On Wednesday, the weather being fine, we got in the car and drove to Love Creek. Love Creek is a large nature preserve about 30 miles away in neighboring Cass County. Because it’s so far, we’ve only been there a few times. Our last trip dated back 4 or 5 years.
Why go at all? Love Creek is special because it’s so big. The patches of flowers are big, the blooms of the flowers are big, the trees are big. The landscape is rugged, with the creek winding around through it in deep gullies. Trillium grows in open fields on its slopes. It was here, many years ago, that we first saw the woodland poppy and blue-eyed Mary.

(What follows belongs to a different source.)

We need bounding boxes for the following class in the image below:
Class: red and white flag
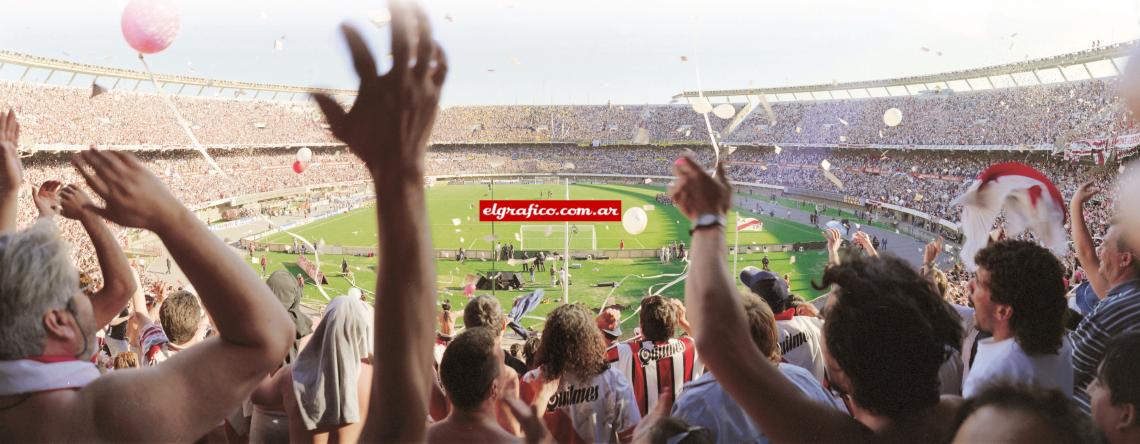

We worried we might be too late for the ephemerals. Woodland flowers finish blooming as the trees leaf out, and locations inland are often “further ahead” of the lakefront, a microclimate with cooler and wetter weather. The leaves overhead were just beginning to form a dreamy green veil.
As it turned out, we were just in time to see the last of “the big show.” In the ravines, various trillium, wild phlox, and wild geranium were blooming.
The swamp marigolds were in flower where the ground was muddy.
We even saw a special kind of trillium (the low-growing toadshade) we’d never seen before.
Just as we were turning back to head for the car, we saw several woodland poppies blooming. Their large yellow flowers gleam in the shade, above the distinctive felt-like foliage common to every poppy.
We also saw a beautiful green insect on the path. I thought it was the infamous emerald ash borer, the Asian beetle that’s eaten to death hundreds of millions of American trees, but an expert informed me that it was a harmless native, the six-spotted tiger beetle. A happy ending.
Celia
Mr. C says
What a lovely and special place Love Creek is! The woodland poppy is quite rare, and it was a stroke of luck to sight it, right at the end of the walk. What a wonderful experience!